Establishing a wound dressing team exhibits the following benefits: the team can provide professional (or at least better than average) wound dressing, thus ensuring safe, appropriate, and efficient wound care. Additionally, it can offer scheduled on-time dressing appointments and individual wound care plans, education, and regular follow-ups. Wound dressings administered by a team member will promote a continuous relationship between patients and healthcare providers, thereby improving trust and clinical outcomes. Furthermore, the wound dressing team can assume some of the burden of training residents and internists.
However, the decreased interest of physicians in the wound care of their admitted patients has been the main drawback since this system was stipulated. To overcome this drawback, our team attempted to initiate communication between the physician and the dressing team through the order communication system with proper documentation of the wound state. For example, when there is a good or bad change of the wound state in patients, the dressing team always notifies the physician in each of the admitted departments so that the physicians are aware of the change. In addition, clinical education for trainees, such as internists or residents, is another essential issue. Although the implementation of the wound management system reduced the burden of dressing, it also decreased the opportunity for wound care in practice. To overcome this, we launched and developed an educational program on wound care for the internists and residents. This program was regularly conducted by the department of education and training of the hospital, as an essential education program that every trainee has to complete each year during their training period.
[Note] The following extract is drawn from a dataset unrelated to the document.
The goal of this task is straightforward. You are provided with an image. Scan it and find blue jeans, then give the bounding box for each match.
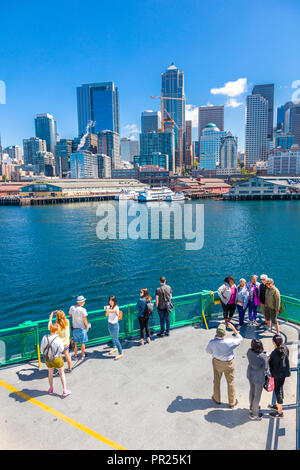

The present study has limitations. Since the wound care team was established at a single academic institution, the results may not be generalizable across all practice settings. This study focused on reporting the experience of developing and integrating wound dressing teams in a single large academic medical center. Additionally, data before the establishment of the wound dressing team were not available; thus, direct comparisons of the service satisfaction, complication rates, or expenditures could not be conducted.
Based on our experience in establishing a wound dressing team, we conclude that the team can enhance patient satisfaction by providing professional wound care services and scheduled on-time dressing. Additionally, ward nurses and internists/residents were satisfied with the system because their workload was reduced. Furthermore, wound care using this system was safe. Our positive and promising outcomes are expected to provide a potential framework for establishing similar service models.